Next: Semantik -- Wortsemantik
Up: Grundkurs: Vorlesung
Previous: Satzsyntax: Komplexe Sätze
Die Semantik befaßt sich mit dem Inhalt von Zeichen;
genauer: mit dem Sinn und der Bedeutung
von Zeichen:
- Sinn (engl. `sense'):
- Die Aspekte des Inhalts, die sich aus den Relationen der Wörter, Sätze usw. untereinander im System der Sprache ergibt. Für Sinn findet man manchmal den verwandten Begriff Intension (N.B.: hier mit s geschrieben, nicht mit t).
- Bedeutung (engl. `reference'):
- Die Aspekte des Inhalts, die sich aus den Relationen zwischen dem Zeichen und der Welt ergeben. Für Bedeutung findet man manchmal den Begriff Extension, Bezeichnetes, Signifikat, Bezug, signifié.
Der Sinn eines Zeichens definiert seine Interpretation in bezug auf
Gegenständen,
Ereignissen,
Sachverhalten,
usw.
in der Welt.
Diese Unterscheidung geht auf Gottlob Frege zurück.
In seinem Aufsatz ``Über Sinn und Bedeutung'' (1892)
definierte der Sprachphilosoph und Mathematiker Frege folgendermaßen:
Es liegt nun nahe, mit einem Zeichen (Namen, Wortverbindung, Schriftzeichen),
außer dem Bezeichneten, was die Bedeutung des Zeichens heißen möge, noch das verbunden zu denken, was ich den Sinn des Zeichens nennen möchte, worin die Art des Gegebenseins enthalten ist.
[...]
es würde die Bedeutung von ``Abendstern'' und ``Morgenstern'' dieselbe sein,
aber nicht der Sinn.
[...]
Von der Bedeutung und dem Sinne eines Zeichens ist die mit ihm verknüpfte
Vorstellung yu unterscheiden.
Wenn die Bedeutung eines Zeichens ein sinnlich wahrnehmbarer Gegenstand ist,
so ist meine Vorstellung davon ein aus Erinnerungen von Sinneseindrücken,
die ich gehabt habe, und von Tätigkeiten,
inneren sowohl wie äußeren, die ich ausgeübt habe,
entstandenes inneres Bild. Dieses ist oft mit Gefühlen getränkt;
die Deutlichkeit seiner einzelnen Teile ist verschieden und schwankend.

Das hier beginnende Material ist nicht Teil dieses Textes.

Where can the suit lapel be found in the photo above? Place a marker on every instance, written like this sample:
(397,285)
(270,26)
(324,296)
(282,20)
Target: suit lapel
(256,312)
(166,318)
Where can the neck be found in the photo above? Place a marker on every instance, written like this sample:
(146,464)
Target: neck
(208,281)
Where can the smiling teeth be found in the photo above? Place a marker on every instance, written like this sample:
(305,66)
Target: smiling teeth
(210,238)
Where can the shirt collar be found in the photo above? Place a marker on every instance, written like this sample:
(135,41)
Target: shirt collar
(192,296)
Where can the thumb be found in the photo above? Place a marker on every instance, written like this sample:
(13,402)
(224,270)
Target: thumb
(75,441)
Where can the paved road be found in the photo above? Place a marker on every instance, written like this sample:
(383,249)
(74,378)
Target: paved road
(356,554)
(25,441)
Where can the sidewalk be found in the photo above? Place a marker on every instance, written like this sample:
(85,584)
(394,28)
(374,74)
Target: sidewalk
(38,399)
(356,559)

Die linguistische Semantik befaßt sich primär mit dem Sinn,
die Logik auch mit der Bedeutung.
In diesem Kontext werden wir manchmal das Wort `Bedeutung' statt `Sinn'
verwenden, da es in der Linguistik wesentlich geläufiger ist.
Desgleichen werden wir manchmal aus demselben Grund das wort `Bezeichnetes'
statt des Frege'schen `Bedeutung' verwenden.
Aus heutiger linguistischer Sicht sind noch einige weitere Unterscheidungen
über die Frege'schen hinaus nötig;
vor allem die Einschränkung des Zeichen-Begriffs
auf die Schriftsprache vereinfacht den Zeichenbegriff sehr stark
und verkennt sowohl
die Wichtigkeit als auch die Komplexität der gesprochenen Sprache.
Die verschiedenen Zeichen-Ebenen haben jeweils ihre eigenen
Sinn- und Bedeutungsarten:
- Wort: Namen beziehen sich auf Objekte; Nomen, Adjektive, Verben beziehen sich auf Eigenschaften, Zustände usw. von Objekten.
- ``Helmut Kahl'' bezieht sich auf Helmut Kahl.
- ``Blau'' bezeichnet die Farbe des Himmels an sonnigen Tagen.
- Satz: Einfache und komplexe Sätze beziehen sich auf Sachverhalte und haben Wahrheitswerte (``Es regnet.''), oder drücken Werturteile (``Mir schmeckt's nicht!'') aus, oder vollbringen konventionelle Handlungen (``Ich verspreche es Dir...'')
- Behauptung: ``Es regnet.'' ist ein Satz, der wahr ist, wenn's regnet.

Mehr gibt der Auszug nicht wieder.